Было десять утра или немногим позднее, время в тех местах, где солнце летом не заходит, роли не играло, и мы давно перепутали день с ночью. Огромное озеро лежало перед нами и казалось миражом. Дальнего берега не было видно вообще. Дул несильный ветер, я смотрел на воду и думал о том, что большего счастья в жизни нет. Не спеша разделся, сняв всю одежду, благо людей не было на много километров вокруг, и поплыл, смывая с себя грязь и пот предыдущих дней. Вода была прохладная, но разгоряченное тело этой прохладе радовалось и просило еще. Товарищ мой занимался в это время тем, что безуспешно купал в озере блесны, а третий человек в нашей компании разводил костер и готовил чай.

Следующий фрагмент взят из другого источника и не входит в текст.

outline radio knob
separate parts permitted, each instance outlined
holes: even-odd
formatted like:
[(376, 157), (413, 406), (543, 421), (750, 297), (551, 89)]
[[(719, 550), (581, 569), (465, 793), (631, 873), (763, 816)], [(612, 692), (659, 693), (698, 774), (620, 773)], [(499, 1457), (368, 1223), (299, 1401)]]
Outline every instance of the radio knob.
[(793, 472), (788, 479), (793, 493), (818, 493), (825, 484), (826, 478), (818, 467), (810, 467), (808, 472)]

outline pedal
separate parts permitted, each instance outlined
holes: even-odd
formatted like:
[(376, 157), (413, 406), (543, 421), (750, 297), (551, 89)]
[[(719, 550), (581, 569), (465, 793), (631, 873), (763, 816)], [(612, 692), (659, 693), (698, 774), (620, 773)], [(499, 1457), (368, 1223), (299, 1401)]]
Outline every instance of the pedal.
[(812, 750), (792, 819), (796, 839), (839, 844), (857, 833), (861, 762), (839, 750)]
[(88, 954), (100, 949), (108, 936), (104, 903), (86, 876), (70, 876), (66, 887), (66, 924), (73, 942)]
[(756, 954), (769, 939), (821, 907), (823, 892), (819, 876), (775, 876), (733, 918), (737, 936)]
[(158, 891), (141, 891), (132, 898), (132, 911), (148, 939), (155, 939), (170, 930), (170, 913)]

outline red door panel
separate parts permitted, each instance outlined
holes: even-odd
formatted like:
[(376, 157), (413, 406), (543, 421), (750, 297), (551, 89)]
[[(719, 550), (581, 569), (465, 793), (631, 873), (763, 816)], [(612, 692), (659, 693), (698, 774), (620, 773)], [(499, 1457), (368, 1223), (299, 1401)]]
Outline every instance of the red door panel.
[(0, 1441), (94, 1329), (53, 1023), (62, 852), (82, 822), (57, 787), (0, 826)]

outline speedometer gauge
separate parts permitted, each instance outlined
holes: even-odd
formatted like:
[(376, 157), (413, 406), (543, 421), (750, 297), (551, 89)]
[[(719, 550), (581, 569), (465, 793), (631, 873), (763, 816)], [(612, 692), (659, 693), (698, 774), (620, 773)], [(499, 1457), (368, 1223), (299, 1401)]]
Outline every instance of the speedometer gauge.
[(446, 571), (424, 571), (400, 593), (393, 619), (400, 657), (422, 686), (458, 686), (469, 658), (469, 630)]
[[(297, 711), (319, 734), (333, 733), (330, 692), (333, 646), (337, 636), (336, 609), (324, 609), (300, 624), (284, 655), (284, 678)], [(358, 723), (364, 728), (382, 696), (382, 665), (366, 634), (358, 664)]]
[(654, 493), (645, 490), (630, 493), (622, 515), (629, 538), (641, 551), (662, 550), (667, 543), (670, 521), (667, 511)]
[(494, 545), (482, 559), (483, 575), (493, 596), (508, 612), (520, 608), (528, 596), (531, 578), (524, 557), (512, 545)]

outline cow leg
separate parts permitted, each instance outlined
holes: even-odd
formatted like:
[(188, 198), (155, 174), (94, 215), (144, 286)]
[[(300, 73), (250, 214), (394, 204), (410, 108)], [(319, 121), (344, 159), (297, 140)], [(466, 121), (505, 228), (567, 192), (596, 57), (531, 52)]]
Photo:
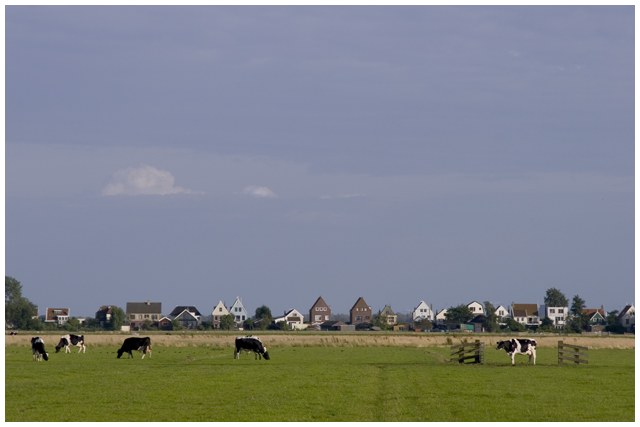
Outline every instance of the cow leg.
[(133, 357), (133, 354), (131, 354), (131, 350), (129, 350), (129, 355), (127, 356), (127, 359), (130, 359)]
[(515, 364), (516, 364), (516, 362), (515, 362), (515, 360), (514, 360), (515, 358), (516, 358), (516, 354), (515, 354), (515, 353), (512, 353), (512, 354), (511, 354), (511, 365), (515, 365)]
[(238, 351), (238, 349), (236, 348), (236, 350), (233, 352), (233, 358), (234, 359), (240, 359), (240, 352)]
[(67, 354), (67, 353), (71, 353), (71, 349), (69, 348), (69, 346), (66, 346), (64, 348), (64, 354)]

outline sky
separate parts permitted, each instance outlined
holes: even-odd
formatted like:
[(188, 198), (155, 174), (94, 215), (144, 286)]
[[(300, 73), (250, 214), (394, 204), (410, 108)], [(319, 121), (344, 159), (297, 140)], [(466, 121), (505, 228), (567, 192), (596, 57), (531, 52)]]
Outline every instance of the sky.
[(6, 6), (5, 275), (333, 313), (634, 285), (633, 6)]

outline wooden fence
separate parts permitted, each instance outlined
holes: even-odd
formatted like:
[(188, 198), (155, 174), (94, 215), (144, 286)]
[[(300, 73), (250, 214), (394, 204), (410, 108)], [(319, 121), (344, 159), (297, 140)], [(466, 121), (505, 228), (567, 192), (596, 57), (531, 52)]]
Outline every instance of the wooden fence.
[[(567, 350), (569, 349), (569, 350)], [(580, 363), (588, 364), (589, 361), (585, 360), (589, 355), (587, 354), (588, 347), (580, 347), (574, 344), (565, 344), (562, 341), (558, 341), (558, 365), (562, 365), (563, 361), (573, 362), (576, 365)], [(580, 352), (584, 353), (580, 353)], [(582, 359), (580, 359), (582, 357)]]
[(484, 343), (480, 342), (480, 340), (454, 345), (451, 347), (451, 350), (451, 362), (458, 361), (458, 363), (464, 363), (465, 360), (472, 359), (472, 363), (484, 365)]

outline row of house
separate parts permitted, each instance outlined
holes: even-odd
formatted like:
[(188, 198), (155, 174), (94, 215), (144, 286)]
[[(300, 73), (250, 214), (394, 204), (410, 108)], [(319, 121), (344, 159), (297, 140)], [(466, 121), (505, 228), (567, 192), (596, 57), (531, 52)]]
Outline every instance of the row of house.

Это распределение обязанностей произошло случайно. Обыкновенно в походе мы выполняли кухонную работу попеременно, но тот, кого мы звали по имени-отчеству Иваном Ивановичем, в самом начале попросил, чтоб мы доверили дежурные обязанности ему одному. Мне стало не по себе от этой ненужной щедрости, но Павлик легко согласился, сказав, что ничего особенно сложного или неприятного в походном быту нет, а третий у нас все равно за новенького.
Он странно появился здесь. Накануне отъезда позвонил наш приятель, который должен был идти вместе с нами, и сказал, что ехать не может, но попросил взять вместо него друга его друга, которого он сам никогда не видел, но друг ручается, что человек надежный и очень хочет на Север. Мы взяли час на обдумывание этой комбинации и согласились. Нам нужен был для компании третий — во-первых, потому что было много снаряжения, а во-вторых, вдвоем мы достали бы друг друга уже через сутки, это было дело печально проверенное, однажды едва нас навсегда не рассорившее, и с тех пор мы с Павликом никогда не ходили тет-а-тет. Но когда мы увидели ночью на Ленинградском вокзале своего неизвестного спутника — толстого, нескладного, пожилого, с сумкой вместо рюкзака и в желтых сандалиях на босу ногу, в душе оба чертыхнулись.
Ему было, наверное, лет пятьдесят с лишком — больше, чем нам, даже если наш возраст округлить и сложить. Что могло нас связывать с этим матрасником, как поведет он себя на воде, о чем мы станем говорить у костра и как себя с ним держать? Мы почти одновременно подумали об этом и, глядя в глаза друг другу, мысленно произнесли: «Влетели!» А он уже ухватился за самый тяжелый рюкзак с байдой и, надсадно задышав, потащил его к вагону, но не удержался, его затолкали идущие сзади милосердные пассажиры, и нам ничего не оставалось, как вытащить Ивана Ивановича из толпы, поручив ему стеречь вещи, а самим в несколько ходок перенести хотули к головному вагону. Мы едва успели забросить все в тамбур, как грязный, набитый туристами дополнительный состав тронулся, и мы оказались в привычном для себя измерении походной жизни, которую ждали весь долгий год. Всю следующую ночь, покуда мурманский поезд трясся на стыках Октябрьской железной дороги, торопясь скорее свернуть на север и там уже ехать медленнее, останавливаясь на всех полустанках, мы от восторга души пили паленую теплую водку сначала вдвоем с Павликом, а потом с ребятами из соседнего купе, собиравшимися пройти на парусных катамаранах Сям-озеро. Иван Иванович с нами не пил, он залез на верхнюю полку, и я с опаской подумал: а вдруг свалится?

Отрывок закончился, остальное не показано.